Fig. 1 The XPS investigation to evaluate the ionization states and binding energy of the atoms in ZnO/MgO/Cr₂O₃ NFs. (a) The XPS spectra of the Zn 2p level orbital, (b) O 1s orbital, (c) core level Cr 2p orbital, and (d) Mg 2p orbital.

The structural morphology of the ZnO/MgO/Cr₂O₃ NFs analyzed by FESEM

In this approach, the lower and higher magnification FESEM images of ZnO/MgO/Cr₂O₃ NFs are demonstrate in Fig. 2(a and b). As revealed from Fig. 2(a and b), the prepared nanocomposite exhibited the fibre-like complex morphology. Therefore, it can be concluded that the prepared ternary mixed metal oxide has fiber-shaped morphology with the irregular arrangement. The similar morphology of the nanomaterials with ZnO are reported elsewhere.^39,40 The average cross-section diameter of the fiber is 68.7 nm, which was obtained in a range of 60.0 to 85 nm. The elemental analysis of ZnO/MgO/Cr₂O₃ executed by EDS, as in Fig. 2(c and d) and Fig. 2(c), confirmed the nanofiber morphology of the synthesized ZnO/MgO/Cr₂O₃ composites. The elemental analysis obtained from EDS provided evidence of the existence of only O, Zn, Mg, and Cr, and any peak due to impurities was not detected. The elemental composition of the ZnO/MgO/Cr₂O₃ NFs is 46.66%, 9.21%, 27.14%, and 16.99% corresponding to O, Mg, Cr and Zn, respectively.

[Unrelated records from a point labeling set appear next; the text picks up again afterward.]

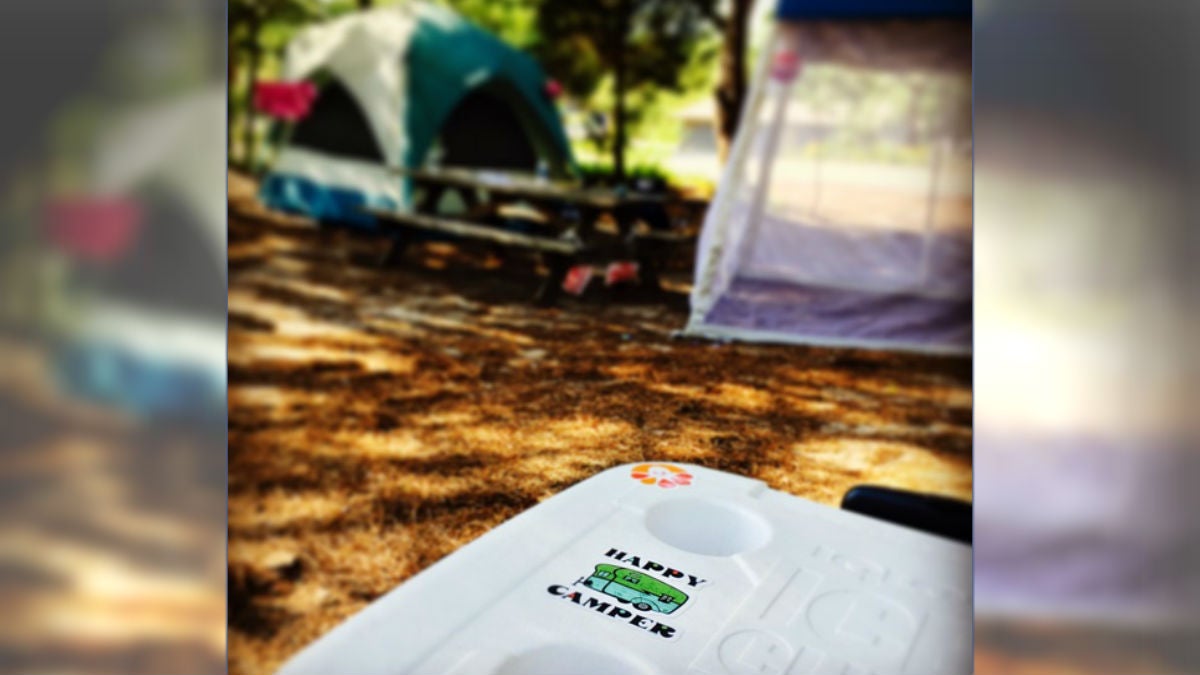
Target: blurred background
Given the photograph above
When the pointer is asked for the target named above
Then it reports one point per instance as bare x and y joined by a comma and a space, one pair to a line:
1087, 559
112, 334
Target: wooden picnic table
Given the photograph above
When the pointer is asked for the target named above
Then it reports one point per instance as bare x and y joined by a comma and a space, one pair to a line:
569, 214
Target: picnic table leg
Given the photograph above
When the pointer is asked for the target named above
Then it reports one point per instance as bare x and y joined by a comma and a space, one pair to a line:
552, 287
648, 267
396, 249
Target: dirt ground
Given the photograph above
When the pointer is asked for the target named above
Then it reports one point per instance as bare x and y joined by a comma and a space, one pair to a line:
382, 418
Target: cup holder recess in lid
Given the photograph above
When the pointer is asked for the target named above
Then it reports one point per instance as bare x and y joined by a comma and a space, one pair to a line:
707, 526
568, 659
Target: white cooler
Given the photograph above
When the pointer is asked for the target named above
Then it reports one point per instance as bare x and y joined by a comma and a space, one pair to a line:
661, 568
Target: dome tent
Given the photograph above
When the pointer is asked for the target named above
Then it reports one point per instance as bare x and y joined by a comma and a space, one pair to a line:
397, 84
844, 213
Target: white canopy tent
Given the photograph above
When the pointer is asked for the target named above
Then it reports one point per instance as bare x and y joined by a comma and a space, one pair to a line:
844, 213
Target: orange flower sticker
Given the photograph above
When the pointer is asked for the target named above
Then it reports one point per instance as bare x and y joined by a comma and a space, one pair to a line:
661, 475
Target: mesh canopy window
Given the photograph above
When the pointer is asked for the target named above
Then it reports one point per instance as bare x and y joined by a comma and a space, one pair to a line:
844, 215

Fig. 2 The structural morphology and atomic compositions of the ZnO/MgO/Cr₂O₃ NFs obtained by FESEM analysis. (a and b) The low and high magnification FESEM images, (c) image of the EDS-confirmed nanofiber morphology of the ZnO/MgO/Cr₂O₃ nanocomposites, and (d) the elemental compositions of ZnO/MgO/Cr₂O₃ NFs analyzed by EDS.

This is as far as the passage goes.